I wrote yesterday about how I had been feeling all the hurt and anger someone I don’t even know personally might be feeling. I am an overly emotional person when MY emotions are the only ones I have to deal with. Throw in my ability to feel others’ emotions and you have a recipe for huge bouts of depression. Throughout my life I’ve always believed this character trait was more of a flaw than a gift. I’ve heard news stories about tragedies and spent days crying for people I have never met. A friend can share an injustice that was done to them and I feel their pain as if it was happening to me. I’ve been known to cry in my bed for days for people I love if I know they are hurting.
Before I knew this was a gift, I’ve actually begged God to take this away from me. For years I had no idea what would happen to me in those times, or why I felt like I did. I assumed for so long that something was wrong with me. I really had no idea.

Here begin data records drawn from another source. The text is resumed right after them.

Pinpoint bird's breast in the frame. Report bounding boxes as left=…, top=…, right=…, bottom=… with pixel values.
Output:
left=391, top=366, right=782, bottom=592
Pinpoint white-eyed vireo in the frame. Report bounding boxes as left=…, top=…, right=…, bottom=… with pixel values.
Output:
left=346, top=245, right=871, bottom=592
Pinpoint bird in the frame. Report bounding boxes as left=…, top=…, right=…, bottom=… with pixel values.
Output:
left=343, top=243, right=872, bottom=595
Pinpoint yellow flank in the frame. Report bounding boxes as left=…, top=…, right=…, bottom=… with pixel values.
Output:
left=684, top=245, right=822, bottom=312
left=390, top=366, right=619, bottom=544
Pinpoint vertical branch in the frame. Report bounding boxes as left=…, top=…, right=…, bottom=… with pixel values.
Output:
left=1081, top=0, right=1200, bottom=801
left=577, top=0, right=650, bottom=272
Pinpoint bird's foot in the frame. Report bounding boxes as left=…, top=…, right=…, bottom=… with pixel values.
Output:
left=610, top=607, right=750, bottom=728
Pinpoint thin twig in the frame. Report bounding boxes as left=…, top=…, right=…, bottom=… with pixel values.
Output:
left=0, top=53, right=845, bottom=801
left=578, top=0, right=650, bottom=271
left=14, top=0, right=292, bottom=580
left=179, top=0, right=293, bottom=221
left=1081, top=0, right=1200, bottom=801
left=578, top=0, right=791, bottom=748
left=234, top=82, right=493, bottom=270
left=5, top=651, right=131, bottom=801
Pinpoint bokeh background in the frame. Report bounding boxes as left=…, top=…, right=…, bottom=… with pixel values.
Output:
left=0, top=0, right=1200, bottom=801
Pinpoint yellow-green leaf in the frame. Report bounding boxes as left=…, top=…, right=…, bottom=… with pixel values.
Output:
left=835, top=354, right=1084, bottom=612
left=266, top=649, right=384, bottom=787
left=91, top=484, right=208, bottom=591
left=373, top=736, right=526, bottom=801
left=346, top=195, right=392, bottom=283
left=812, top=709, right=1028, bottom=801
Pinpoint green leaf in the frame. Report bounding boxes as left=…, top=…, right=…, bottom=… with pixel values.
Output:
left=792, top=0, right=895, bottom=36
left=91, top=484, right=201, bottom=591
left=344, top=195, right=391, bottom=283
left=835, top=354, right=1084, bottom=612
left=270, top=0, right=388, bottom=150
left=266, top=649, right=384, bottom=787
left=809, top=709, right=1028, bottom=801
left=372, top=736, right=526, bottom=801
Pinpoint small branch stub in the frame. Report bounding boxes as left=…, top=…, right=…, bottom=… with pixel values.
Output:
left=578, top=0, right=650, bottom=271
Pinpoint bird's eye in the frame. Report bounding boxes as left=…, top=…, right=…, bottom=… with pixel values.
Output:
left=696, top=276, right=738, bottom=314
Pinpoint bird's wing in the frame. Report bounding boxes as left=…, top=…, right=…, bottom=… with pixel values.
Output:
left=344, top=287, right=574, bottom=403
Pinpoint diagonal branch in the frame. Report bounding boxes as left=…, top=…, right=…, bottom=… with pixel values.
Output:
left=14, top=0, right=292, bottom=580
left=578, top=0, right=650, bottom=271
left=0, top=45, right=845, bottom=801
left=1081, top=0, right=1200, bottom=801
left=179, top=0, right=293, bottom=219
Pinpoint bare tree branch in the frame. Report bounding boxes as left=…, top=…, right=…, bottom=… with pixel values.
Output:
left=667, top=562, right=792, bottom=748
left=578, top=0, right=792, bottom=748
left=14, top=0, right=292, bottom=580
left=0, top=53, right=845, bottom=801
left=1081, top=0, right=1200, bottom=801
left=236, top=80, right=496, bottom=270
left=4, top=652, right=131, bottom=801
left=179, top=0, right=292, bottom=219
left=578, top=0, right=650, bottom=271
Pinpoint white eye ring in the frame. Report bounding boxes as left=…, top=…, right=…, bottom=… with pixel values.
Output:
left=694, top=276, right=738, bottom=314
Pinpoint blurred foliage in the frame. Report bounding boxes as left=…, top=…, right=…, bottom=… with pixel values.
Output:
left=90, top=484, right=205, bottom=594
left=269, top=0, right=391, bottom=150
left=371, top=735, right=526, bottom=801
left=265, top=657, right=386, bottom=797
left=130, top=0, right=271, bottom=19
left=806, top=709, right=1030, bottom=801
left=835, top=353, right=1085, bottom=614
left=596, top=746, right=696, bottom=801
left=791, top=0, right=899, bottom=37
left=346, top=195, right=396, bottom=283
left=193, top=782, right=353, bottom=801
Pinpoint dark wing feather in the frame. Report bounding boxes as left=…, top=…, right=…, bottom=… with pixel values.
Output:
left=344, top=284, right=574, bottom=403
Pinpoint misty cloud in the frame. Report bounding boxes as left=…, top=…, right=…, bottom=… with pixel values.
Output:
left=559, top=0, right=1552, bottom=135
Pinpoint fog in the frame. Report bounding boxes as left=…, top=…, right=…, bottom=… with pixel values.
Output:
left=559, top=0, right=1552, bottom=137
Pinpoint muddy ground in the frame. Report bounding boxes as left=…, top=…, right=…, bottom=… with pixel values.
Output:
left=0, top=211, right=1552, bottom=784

I’ve noticed over the years how I seem to have a knack for drawing truth and honesty from people. People I love, random people, and people I barely know. I’ve thought it was odd, but have always tried to give my attention and offer up advice when I can. However, one of my biggest struggles is that I often cannot find the words I feel I need to say in order to make the confessing person feel better. What I’m learning as I read more about this gift of mercy is that in most cases, my gift to give is just my presence and attention. My gift is not to resolve or rectify the hurt of others, but to simply share in their pain, to provide compassion to them, and to just let them know they are not alone.
I can’t even begin to express my joy when I found out this is not only a gift God has given to me, but it’s a gift I can use to help others. There are multiple places in the bible where the gift of mercy is discussed. In Galatians 6:2, Paul wrote “Carry each other’s burdens, and in this way you will fulfill the law of Christ.” I can see now that my ability to help a friend carry a hurt is so much more than I ever thought. As a recipient of this gift, it is my responsibility to come alongside those who are hurting and help them carry the cross they bear. As daunting as that seems, I find comfort and strength in knowing that God is always beside me, lifting me up as I use my gift to lift others.